The right way for California to divest from natural gas Share on XFinding a path forward
EDF’s report aims to provide a framework to help engage stakeholders in this transition, so that no one is left unfairly holding the bag. The report highlights the key data needed to assess potential risk of stranded assets and presents a variety of potential strategies that California stakeholders can implement, to varying degrees, to better manage that risk.
Switch strategically
Electrification on ad hoc, a house-by-house basis could leave customers paying more to maintain increasingly underutilized gas assets longer. Targeted, coordinated efforts on the other hand – potentially neighborhood-by-neighborhood – can streamline this process in a way that can help reduce costs by retiring sections of the network faster.

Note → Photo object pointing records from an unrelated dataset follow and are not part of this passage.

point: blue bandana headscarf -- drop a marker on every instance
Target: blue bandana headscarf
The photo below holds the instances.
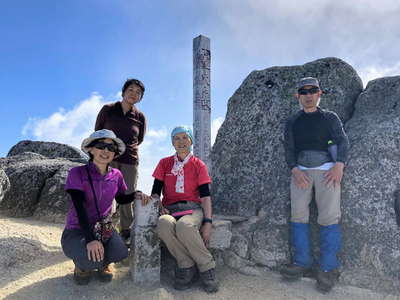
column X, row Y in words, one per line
column 184, row 129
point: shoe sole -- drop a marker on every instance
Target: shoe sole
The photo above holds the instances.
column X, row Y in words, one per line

Financial tools for early retirement
We can’t take back the investments we’ve made in the gas network, but we shouldn’t put unnecessary burdens on gas customers either – especially those who are least able to afford it. That means new financing strategies to ensure equitable transition. The state could pursue a mix of several financing options including securitization, accelerated depreciations, changes to equity returns and disallowance of recovery. One of the most important considerations will be establishing tools that create an equitable distribution of stranded asset risk and burden.
Make a decommissioning plan
The cost of retiring gas equipment – like depressurization or removal – should be planned for well in advance, before the asset has reached the end of its useful life. As customers leave the system, fewer of them will be around to help pay for this staged retirement. With the transition to cleaner energy happening now, it makes sense to develop a schedule for decommissioning costs factoring in this transition.
Find new uses for old assets
Alternative, lower carbon fuels like biomethane and hydrogen can be alternatives to fossil gas, therefore extending the useful life of gas assets. However, with concerns over fuel availability, cost and safety, deployment of these fuels is likely to focus on specific applications that may have difficulty electrifying, like heavy-duty industrial facilities. This should also pair with specific leakage abatement measures for the gas infrastructure.
California is just starting to grapple with the stranded assets issue. The state – either through the Public Utilities Commission or the legislature – can help play an important role to start collecting the data needed to properly evaluate our gas system and determine the best mix of solutions for managing gas infrastructure, while also expanding electrification efforts.
We don’t yet know the full scope of California’s gas assets that may or may not become stranded, but we do know that early planning and preparation can help us manage this challenge. No one strategy will solve the stranded assets problem, but we can and should establish a basic framework for evaluating risk and bringing the right solutions to the table.